Jacada Travel
- Type: Private
- Industry: Travel and tourism
- Founded: 2008
- Founder: Alex Malcolm
- Headquarters: London, United Kingdom
- Area served: Africa, Asia, Latin America
- Parent: Wilderness
- Website: www.jacadatravel.com

= Jacada Travel =

British travel company

Jacada Travel is a UK-based tour operator that arranges privately guided trips in Africa, Asia and Latin America.
The company was founded in 2008 by Alex Malcolm and is based in Shoreditch, London, with additional offices in Hong Kong and Cape Town. During the COVID-19 pandemic, Jacada entered administration and was acquired by Wilderness in 2020. Since the relaunch, the company has operated as part of the Wilderness group with a focus on responsible and sustainable tourism.

== History ==
Jacada Travel began in 2008 when founder Alex Malcolm started organising private tours in Brazil.
The business expanded to other parts of South America and later into Africa and Asia.

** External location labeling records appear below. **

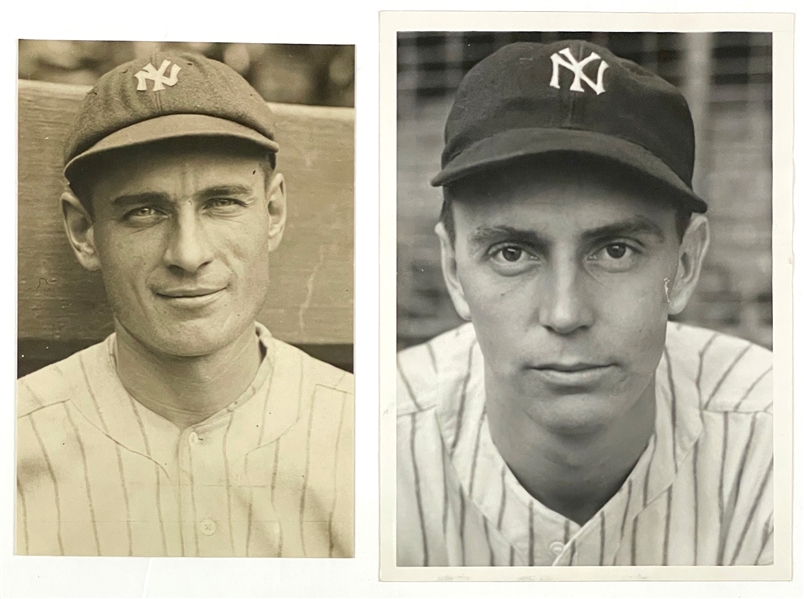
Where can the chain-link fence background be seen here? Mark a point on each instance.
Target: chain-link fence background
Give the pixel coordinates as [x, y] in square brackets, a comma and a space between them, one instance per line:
[290, 73]
[726, 79]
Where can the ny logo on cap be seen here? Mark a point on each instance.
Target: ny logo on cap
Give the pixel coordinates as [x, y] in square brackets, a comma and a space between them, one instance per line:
[158, 77]
[577, 68]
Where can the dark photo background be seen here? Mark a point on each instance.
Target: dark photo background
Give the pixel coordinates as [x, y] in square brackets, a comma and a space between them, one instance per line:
[726, 79]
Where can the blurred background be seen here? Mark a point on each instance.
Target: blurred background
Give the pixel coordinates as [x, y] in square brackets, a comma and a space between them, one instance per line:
[726, 79]
[289, 73]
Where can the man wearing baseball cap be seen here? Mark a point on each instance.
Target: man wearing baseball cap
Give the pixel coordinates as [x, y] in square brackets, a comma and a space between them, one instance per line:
[190, 431]
[568, 422]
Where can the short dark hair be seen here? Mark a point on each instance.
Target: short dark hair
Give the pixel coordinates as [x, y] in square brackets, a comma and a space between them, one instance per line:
[683, 213]
[85, 174]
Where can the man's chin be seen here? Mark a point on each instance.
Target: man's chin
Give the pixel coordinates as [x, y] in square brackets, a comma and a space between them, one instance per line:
[189, 339]
[575, 415]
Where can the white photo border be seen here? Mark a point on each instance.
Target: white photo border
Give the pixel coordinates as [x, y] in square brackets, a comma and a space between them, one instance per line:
[781, 26]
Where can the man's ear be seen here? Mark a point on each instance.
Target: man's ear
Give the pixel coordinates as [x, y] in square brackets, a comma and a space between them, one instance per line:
[449, 268]
[691, 254]
[80, 232]
[278, 210]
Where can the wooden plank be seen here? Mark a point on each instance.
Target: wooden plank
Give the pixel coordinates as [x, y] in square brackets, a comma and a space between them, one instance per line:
[311, 296]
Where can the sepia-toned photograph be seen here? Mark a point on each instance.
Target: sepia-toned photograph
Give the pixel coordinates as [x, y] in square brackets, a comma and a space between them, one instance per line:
[185, 299]
[585, 310]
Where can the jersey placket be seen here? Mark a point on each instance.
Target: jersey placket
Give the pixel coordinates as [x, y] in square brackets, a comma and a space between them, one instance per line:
[203, 487]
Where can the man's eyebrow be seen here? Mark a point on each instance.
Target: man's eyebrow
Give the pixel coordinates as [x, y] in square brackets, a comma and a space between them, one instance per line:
[637, 225]
[146, 197]
[632, 226]
[486, 234]
[226, 190]
[156, 197]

Offices were then established in Hong Kong in 2015 and Cape Town in 2016 to support this growth.

In 2020, during the COVID-19 pandemic, Jacada entered administration and was bought by Wilderness Safaris (now Wilderness).
The acquisition brought the brand under the Wilderness portfolio of travel companies and led to its relaunch later that year.

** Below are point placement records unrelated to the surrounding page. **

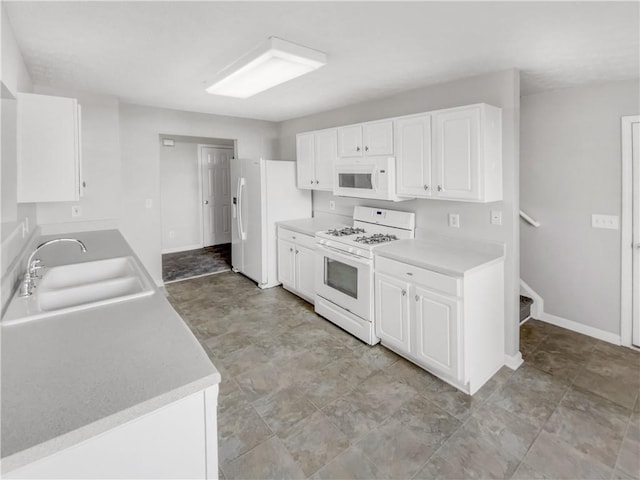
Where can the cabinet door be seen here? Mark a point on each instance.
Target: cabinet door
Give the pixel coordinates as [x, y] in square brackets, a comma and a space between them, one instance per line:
[392, 311]
[350, 141]
[413, 156]
[326, 150]
[457, 150]
[436, 331]
[286, 261]
[378, 138]
[305, 271]
[305, 151]
[48, 149]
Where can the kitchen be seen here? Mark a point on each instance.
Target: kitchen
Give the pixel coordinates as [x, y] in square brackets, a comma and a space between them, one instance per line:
[127, 198]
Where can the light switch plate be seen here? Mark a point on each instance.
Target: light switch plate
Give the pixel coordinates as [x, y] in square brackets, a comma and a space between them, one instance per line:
[605, 221]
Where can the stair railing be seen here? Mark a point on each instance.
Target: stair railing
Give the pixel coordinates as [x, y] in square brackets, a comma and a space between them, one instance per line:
[529, 220]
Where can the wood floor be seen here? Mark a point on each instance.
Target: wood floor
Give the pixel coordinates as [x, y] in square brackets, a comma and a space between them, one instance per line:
[301, 398]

Malcolm has been profiled in several lifestyle publications, including Tatler Asia’s "How I Travel" series in 2017 and an interview in Lifestyle Asia (2020) about responsible travel.

== Sustainability initiatives ==
Since 2020, Jacada has focused its operations around sustainable and responsible tourism.
In 2023, it introduced a Positive Impact Coordinator role to develop environmental and community programmes and, in 2024, Jacada launched the "Positive Impact Collection", a set of itineraries highlighting projects related to environmental protection, animal welfare and child safeguarding.

=== Industry commitments ===
Jacada has signed several international sustainability pledges, including:
- World Animal Protection’s Wildlife-Friendly Pledge
- the Glasgow Declaration on Climate Action in Tourism

It is also a member of the Latin American Travel Association (LATA) and appears in the Conscious Travel Foundation’s membership directory.

== Recognition ==

=== Awards and rankings ===
Jacada Travel has been included in a number of travel industry lists and award nominations:
- Travel + Leisure – ranked eighth in the 2024 "Readers' 15 Favourite Tour Operators" survey, with a score of 97.24
- Condé Nast Traveller – listed among the magazine’s "Top 50 Travel Specialists" in 2024 and 2025
- Condé Nast Traveller – included in the 2025 "Readers’ Choice Awards" for tour operators
- Travel + Leisure – featured on the publication’s "A-List" for 2024
- World Travel Awards – nominated for Europe’s Leading Luxury Tour Operator in 2022, 2023 and 2024

=== Media coverage ===
Jacada Travel has been mentioned in several media outlets, including the Financial Times, The Guardian, and Vogue.
In 2024, Skift quoted the company in an article on the impact of Iceland’s volcanic activity on tourism.